In our industry, it’s also not uncommon for the rates we charge longstanding clients to fall behind the rates we charge new clients. Most of us are as busy as or busier than we want to be, so it’s not much of a risk to quote new clients a higher rate than what our existing clients pay. But when we reach a situation where a major client is paying substantially less than our other clients, do we: a) take the dentist’s approach and simply start issuing invoices for a higher amount without saying anything, b) ask the client if they will agree to a raise, explaining that we’re now charging everyone else more than what we charge them, c) notify the client that as of X date, our rate is increasing, or d) another approach entirely?
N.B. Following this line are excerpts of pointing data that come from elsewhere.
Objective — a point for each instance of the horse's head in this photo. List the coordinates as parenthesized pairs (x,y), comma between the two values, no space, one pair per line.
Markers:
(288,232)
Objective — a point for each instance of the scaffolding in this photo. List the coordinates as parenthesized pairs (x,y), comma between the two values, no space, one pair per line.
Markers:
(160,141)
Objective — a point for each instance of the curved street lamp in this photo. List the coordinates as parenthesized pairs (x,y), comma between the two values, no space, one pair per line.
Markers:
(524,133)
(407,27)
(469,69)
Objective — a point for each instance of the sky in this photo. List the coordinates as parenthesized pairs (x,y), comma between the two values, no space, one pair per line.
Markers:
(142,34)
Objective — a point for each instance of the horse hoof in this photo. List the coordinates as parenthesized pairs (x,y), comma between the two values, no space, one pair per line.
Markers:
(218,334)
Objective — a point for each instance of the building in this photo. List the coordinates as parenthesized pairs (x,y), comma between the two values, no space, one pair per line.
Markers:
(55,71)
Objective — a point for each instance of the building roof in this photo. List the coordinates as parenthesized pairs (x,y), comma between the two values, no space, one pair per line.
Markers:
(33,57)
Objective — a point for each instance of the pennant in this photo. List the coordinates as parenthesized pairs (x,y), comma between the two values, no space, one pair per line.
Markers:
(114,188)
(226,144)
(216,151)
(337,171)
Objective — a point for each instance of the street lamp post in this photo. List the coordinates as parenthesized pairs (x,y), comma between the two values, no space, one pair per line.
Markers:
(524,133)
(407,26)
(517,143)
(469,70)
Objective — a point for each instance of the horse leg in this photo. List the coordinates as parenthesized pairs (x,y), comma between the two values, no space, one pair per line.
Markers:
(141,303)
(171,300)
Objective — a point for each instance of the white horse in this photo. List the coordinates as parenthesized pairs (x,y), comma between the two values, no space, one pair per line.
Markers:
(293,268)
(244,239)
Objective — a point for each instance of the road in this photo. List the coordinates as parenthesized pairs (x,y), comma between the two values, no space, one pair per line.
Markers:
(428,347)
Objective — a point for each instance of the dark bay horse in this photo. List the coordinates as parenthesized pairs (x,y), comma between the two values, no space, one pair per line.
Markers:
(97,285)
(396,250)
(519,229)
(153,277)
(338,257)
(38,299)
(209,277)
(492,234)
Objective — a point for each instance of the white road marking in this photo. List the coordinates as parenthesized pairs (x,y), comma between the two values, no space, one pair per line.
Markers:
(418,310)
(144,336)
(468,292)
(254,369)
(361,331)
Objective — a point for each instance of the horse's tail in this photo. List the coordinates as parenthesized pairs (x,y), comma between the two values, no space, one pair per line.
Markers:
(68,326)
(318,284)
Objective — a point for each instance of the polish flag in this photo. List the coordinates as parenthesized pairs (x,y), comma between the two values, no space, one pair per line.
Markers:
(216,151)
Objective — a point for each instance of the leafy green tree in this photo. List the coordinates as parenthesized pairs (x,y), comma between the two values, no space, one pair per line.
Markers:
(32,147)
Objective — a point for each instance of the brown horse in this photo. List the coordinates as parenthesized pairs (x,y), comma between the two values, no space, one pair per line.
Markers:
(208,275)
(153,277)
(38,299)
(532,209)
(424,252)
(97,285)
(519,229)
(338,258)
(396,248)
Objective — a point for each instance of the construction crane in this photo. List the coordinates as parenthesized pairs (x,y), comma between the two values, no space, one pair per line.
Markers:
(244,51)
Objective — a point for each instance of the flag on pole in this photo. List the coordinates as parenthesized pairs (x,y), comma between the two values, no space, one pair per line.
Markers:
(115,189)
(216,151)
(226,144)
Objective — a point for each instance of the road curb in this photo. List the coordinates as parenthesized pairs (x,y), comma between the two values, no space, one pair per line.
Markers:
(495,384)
I think that translators resist increasing their rates with existing clients partially because our per-word pay amounts are so small compared to a yearly salary. If we had a salaried job, most of us would see a $2,000 raise as real money, something worth haggling over. But if you translate 200,000 words a year for your top clients, a raise of 1 cent per word comes out to that same $2,000; a raise of 2 cents per word would put $4,000 in your pocket. So I think that too often, we avoid increasing our rates with longstanding clients because we tell ourselves that “it’s only 1,2,3 cents per word,” when in fact that adds up to a lot of money.
In the conversation today with my colleague, one barometer we came up with is our replacement value with our existing clients. For example, could those clients replace us with a translator of similar skill level at the same rates we charge? With some clients, the answer is clearly yes. If we’re honest, I think that most of us will admit that sometimes, we lob out a higher than usual rate because it’s Friday afternoon and we need some time off, or because we’re overworked and don’t feel like negotiating, and the client says yes anyway. In other cases, the answer is clearly no; we’re giving a client great work and fast turnaround times at below market rates, and we need to make a balanced business decision on when and how to try to change things.